È bene ricordare che a seguito dell’articolata riorganizzazione societaria di Credito Fondiario, in agosto 2021 c’è stato lo spin off delle attività di gestione e investimento in crediti deteriorati confluite in Gardant (stessi azionisti di Banca BC+ ma diversi i cda). Sinergie tra le due realtà «potrebbero esserci in futuro ma non è il punto focale», precisa Tarantelli. Banca CF+, per soddisfare le esigenze delle aziende cui si rivolge, ovvero la piccola e media impresa italiana,
un segmento che conta più di 200.000 aziende con fatturato tra 2 e 100 milioni di euro, offrirà, attraverso una piattaforma tecnologica evoluta, soluzioni specializzate di finanziamento per l’impresa: factoring, finanziamenti garantiti e non da MCC e SACE, acquisto di crediti fiscali. Queste le tre principali aree d’affari su cui conta di svilupparsi la nuova «challanger bank». Tra i punti di forza dell’istituto la digitalizzazione della piattaforma creditizia che nelle intenzioni del management consentirà di arrivare a una erogazione rapida del credito alle pmi, società che hanno subito più di altre la riduzione del credito bancario in questi anni. I tempi per l’erogazione del credito, infatti, secondo De Francisco, «sono di circa un mese, contro l’attuale standard di mercato che prevede tempi di istruttoria di almeno 2-3 mesi». Il management, ha importanti quote di stock option, sottolinea come ci sia stato un potenziamento della governance che oggi vede in consiglio quattro nuovi membri: Davide Croff, Emanuela Darin, Claudio Battistella, Paolo Vagnone. «Con oltre 120 anni di attività nel settore del credito, Banca CF+ si propone oggi come partner specializzato per le aziende italiane in un momento particolarmente rilevante per il rilancio economico del Paese e delle sue imprese.

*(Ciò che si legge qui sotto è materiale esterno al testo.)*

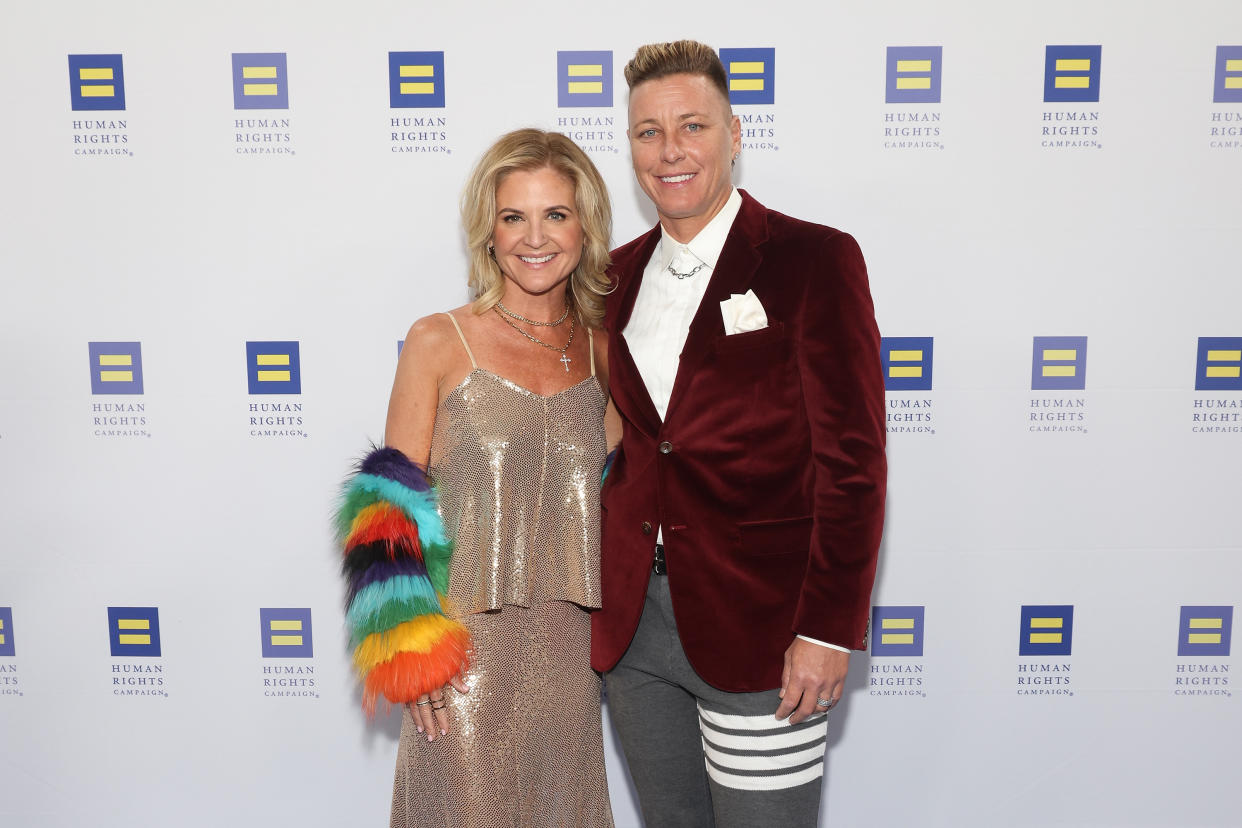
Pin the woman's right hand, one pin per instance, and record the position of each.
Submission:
(431, 710)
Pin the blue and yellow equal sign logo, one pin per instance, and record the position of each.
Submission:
(286, 633)
(1058, 364)
(1071, 73)
(1219, 364)
(1046, 630)
(584, 78)
(261, 81)
(913, 75)
(1205, 631)
(897, 631)
(1228, 75)
(752, 73)
(116, 368)
(273, 368)
(96, 82)
(907, 363)
(6, 644)
(134, 631)
(416, 80)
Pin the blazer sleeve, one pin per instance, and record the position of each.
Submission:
(843, 390)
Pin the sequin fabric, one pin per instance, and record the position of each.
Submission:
(518, 476)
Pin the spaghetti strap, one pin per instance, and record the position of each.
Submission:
(590, 346)
(465, 344)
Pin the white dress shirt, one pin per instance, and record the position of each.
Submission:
(666, 306)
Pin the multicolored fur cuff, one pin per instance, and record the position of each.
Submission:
(396, 561)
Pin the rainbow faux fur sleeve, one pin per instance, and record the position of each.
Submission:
(396, 571)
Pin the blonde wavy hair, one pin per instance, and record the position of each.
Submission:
(535, 149)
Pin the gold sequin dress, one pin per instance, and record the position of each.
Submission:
(518, 476)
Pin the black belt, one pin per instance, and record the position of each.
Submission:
(657, 562)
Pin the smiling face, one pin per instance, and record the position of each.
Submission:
(682, 139)
(538, 236)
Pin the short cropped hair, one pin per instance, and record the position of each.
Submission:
(528, 150)
(678, 57)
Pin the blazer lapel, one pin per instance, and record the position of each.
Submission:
(629, 391)
(734, 271)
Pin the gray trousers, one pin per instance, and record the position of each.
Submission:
(703, 757)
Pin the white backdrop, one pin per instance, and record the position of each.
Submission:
(983, 232)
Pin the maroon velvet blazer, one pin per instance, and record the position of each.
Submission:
(768, 473)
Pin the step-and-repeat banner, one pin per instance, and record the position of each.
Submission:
(219, 221)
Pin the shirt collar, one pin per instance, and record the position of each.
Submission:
(707, 245)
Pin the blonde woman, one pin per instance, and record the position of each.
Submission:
(502, 404)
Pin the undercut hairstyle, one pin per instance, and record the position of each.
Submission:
(678, 57)
(529, 150)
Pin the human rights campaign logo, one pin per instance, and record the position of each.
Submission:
(133, 631)
(1058, 364)
(913, 75)
(1071, 73)
(1219, 365)
(584, 78)
(752, 73)
(416, 80)
(1205, 631)
(1228, 75)
(907, 363)
(96, 82)
(273, 368)
(897, 631)
(1046, 631)
(116, 368)
(286, 633)
(6, 644)
(261, 81)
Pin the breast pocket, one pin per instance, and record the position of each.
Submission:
(773, 337)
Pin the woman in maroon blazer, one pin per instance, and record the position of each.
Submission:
(743, 514)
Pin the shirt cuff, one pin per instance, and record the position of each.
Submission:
(824, 643)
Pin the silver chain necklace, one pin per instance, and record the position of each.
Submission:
(687, 274)
(534, 322)
(565, 359)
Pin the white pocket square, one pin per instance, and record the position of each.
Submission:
(743, 312)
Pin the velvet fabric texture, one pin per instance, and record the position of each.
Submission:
(768, 473)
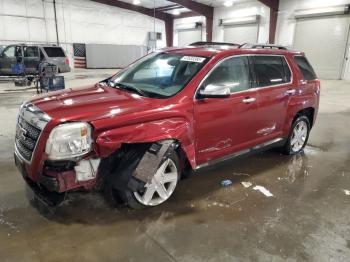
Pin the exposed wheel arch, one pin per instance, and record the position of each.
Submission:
(309, 112)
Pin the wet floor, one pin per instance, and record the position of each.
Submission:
(306, 219)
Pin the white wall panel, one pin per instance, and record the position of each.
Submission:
(35, 8)
(79, 21)
(187, 37)
(241, 33)
(324, 42)
(14, 7)
(189, 20)
(37, 30)
(242, 10)
(286, 23)
(16, 28)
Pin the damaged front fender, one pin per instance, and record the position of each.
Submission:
(178, 129)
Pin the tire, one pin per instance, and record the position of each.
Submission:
(135, 199)
(294, 145)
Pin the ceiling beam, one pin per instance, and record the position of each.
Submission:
(186, 14)
(136, 8)
(274, 6)
(167, 18)
(200, 9)
(168, 7)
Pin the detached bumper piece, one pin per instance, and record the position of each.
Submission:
(42, 190)
(45, 196)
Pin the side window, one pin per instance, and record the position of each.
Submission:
(9, 52)
(305, 68)
(31, 51)
(287, 72)
(233, 72)
(271, 70)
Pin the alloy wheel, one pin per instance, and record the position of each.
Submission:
(299, 136)
(161, 186)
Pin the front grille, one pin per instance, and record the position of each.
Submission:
(26, 138)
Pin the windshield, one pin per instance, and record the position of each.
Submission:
(159, 75)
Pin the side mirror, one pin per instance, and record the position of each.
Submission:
(214, 91)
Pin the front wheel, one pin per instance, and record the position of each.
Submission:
(298, 136)
(159, 189)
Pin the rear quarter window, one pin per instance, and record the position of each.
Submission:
(54, 52)
(305, 68)
(271, 70)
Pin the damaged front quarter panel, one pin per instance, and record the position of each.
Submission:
(178, 129)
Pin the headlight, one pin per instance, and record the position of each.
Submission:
(68, 141)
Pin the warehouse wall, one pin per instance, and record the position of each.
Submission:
(286, 22)
(79, 21)
(188, 20)
(239, 10)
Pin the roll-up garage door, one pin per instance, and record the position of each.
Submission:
(189, 36)
(246, 33)
(323, 39)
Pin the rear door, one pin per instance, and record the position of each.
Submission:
(226, 125)
(275, 88)
(31, 59)
(8, 58)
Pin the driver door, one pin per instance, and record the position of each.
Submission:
(226, 125)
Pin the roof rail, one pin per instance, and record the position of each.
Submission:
(247, 45)
(213, 44)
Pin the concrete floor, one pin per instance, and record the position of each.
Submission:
(307, 219)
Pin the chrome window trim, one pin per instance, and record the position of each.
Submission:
(239, 153)
(252, 89)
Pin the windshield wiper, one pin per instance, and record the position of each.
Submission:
(131, 88)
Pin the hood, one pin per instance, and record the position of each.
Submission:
(91, 103)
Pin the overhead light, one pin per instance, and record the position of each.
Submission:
(176, 12)
(228, 3)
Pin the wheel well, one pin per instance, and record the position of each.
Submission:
(308, 112)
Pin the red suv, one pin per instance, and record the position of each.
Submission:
(171, 111)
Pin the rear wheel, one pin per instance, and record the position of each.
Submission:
(159, 189)
(298, 136)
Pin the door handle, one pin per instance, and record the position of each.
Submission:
(248, 100)
(291, 92)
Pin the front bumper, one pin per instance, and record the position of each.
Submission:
(44, 190)
(50, 185)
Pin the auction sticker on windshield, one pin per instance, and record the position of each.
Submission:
(195, 59)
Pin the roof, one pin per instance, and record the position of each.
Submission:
(211, 50)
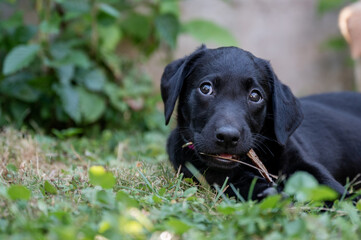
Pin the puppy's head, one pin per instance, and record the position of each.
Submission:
(227, 100)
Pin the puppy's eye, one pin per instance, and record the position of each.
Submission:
(255, 96)
(206, 88)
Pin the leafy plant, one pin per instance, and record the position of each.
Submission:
(71, 69)
(118, 198)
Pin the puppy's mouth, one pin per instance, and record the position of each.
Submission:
(223, 157)
(227, 161)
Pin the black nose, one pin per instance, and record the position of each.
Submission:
(227, 136)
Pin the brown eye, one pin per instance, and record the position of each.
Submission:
(255, 96)
(206, 88)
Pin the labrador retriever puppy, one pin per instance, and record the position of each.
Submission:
(230, 101)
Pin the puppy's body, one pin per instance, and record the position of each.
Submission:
(230, 101)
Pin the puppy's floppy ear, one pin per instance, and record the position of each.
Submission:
(172, 80)
(287, 113)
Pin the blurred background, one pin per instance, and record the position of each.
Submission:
(79, 67)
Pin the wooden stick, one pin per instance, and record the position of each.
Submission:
(251, 154)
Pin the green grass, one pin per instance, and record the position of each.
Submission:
(139, 196)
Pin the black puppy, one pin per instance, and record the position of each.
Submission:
(231, 101)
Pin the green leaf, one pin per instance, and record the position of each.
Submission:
(65, 73)
(299, 181)
(19, 192)
(19, 57)
(98, 176)
(69, 97)
(270, 202)
(50, 188)
(109, 37)
(322, 193)
(17, 86)
(91, 105)
(124, 198)
(178, 226)
(66, 133)
(328, 5)
(114, 94)
(168, 28)
(358, 205)
(12, 168)
(207, 31)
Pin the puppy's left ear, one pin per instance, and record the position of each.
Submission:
(172, 80)
(287, 112)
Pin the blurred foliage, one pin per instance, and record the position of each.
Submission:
(79, 66)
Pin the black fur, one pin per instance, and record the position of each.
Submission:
(320, 134)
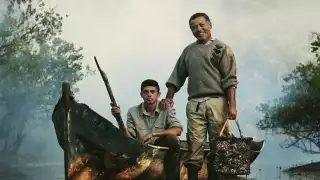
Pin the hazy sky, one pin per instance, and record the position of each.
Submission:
(138, 39)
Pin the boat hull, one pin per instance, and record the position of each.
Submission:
(111, 154)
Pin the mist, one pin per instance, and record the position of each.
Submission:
(136, 40)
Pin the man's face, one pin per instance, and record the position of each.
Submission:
(150, 94)
(201, 28)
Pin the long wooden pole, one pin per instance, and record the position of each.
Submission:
(113, 100)
(66, 92)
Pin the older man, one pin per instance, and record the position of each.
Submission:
(210, 66)
(151, 125)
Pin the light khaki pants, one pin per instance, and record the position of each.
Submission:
(206, 115)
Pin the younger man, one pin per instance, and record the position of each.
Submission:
(151, 125)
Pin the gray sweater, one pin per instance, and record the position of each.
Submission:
(210, 68)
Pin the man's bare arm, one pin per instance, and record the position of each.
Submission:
(171, 131)
(171, 92)
(231, 96)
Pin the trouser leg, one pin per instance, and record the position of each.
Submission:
(216, 115)
(171, 160)
(196, 136)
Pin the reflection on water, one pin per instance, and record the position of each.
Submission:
(56, 173)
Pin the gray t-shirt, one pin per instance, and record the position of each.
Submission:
(139, 123)
(210, 68)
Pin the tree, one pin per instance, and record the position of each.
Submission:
(34, 60)
(296, 114)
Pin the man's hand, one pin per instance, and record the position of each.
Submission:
(146, 137)
(165, 103)
(115, 110)
(232, 114)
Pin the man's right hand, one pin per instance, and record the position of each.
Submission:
(165, 103)
(115, 110)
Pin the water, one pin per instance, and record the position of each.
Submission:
(56, 173)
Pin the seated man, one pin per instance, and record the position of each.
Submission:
(151, 125)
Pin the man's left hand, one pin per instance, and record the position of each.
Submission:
(146, 137)
(232, 113)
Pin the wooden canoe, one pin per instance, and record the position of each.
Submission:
(108, 154)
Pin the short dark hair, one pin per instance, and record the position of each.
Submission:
(199, 14)
(150, 82)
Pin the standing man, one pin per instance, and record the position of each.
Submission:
(151, 125)
(210, 67)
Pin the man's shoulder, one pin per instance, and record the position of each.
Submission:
(170, 110)
(190, 45)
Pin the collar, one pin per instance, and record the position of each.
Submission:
(210, 41)
(143, 110)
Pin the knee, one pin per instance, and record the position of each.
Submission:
(156, 169)
(173, 141)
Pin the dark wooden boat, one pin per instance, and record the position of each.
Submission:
(103, 152)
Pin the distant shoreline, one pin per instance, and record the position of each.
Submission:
(310, 167)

Il nostro obiettivo è quello di costruire una banca innovativa, tecnologica, solida e flessibile in grado di diventare rapidamente un benchmark di mercato», sottolinea il presidente di Banca CF+, Panfilo Tarantelli. Continua De Francisco: «l’Italia è un paese molto bancarizzato ma pensiamo ci sia ancora spazio per chi sa migliorare il rapporto tra imprese e banca, rendendolo più snello, più efficiente, più tecnologicamente avanzato». E precisa: «da noi non ci saranno filiali». Banca CF+ ritiene possibile la quotazione in Borsa già nell’arco del piano al 2026 illustrato alla stampa. «Se sapremo conseguire i numeri previsti dal piano, si può pensare già nel corso del piano stesso un percorso di questo tipo. Ora siamo alla fase di partenza, ancora ci dobbiamo presentare alle imprese. Se conseguiremo gli obiettivi prefissati, ci sarà già spazio per una quotazione nell’arco del piano», afferma De Francisco. I due manager non hanno escluso la crescita per linee esterne. «Siamo cresciuti attraverso acquisizioni ed è quindi una storia a noi vicina», dice l’ad. Aggiunge: «c’è spazio per una crescita tra realtà innovative che stanno nascendo per fare scala. Quindi non vediamo in modo negativo la possibilità di accelerare il nostro percorso di crescita con società anche in settori contigui». Per lanciare i nuovi servizi, Banca CF+ ha recentemente completato la fusione per incorporazione di Fifty, società specializzata nel factoring operativa sul mercato dal 2016, e l’acquisizione di Fivesixty, società di advisory attiva nel segmento della Finanza Garantita. E quali sono i competitor di CF+? Risponde De Francisco: «vogliamo andare a prendere quote di mercato dalle grandi banche, non certo dalle piccole molto specializzate. Il vero vantaggio competitivo è saper legger meglio degli altri la bontà del credito di un’azienda».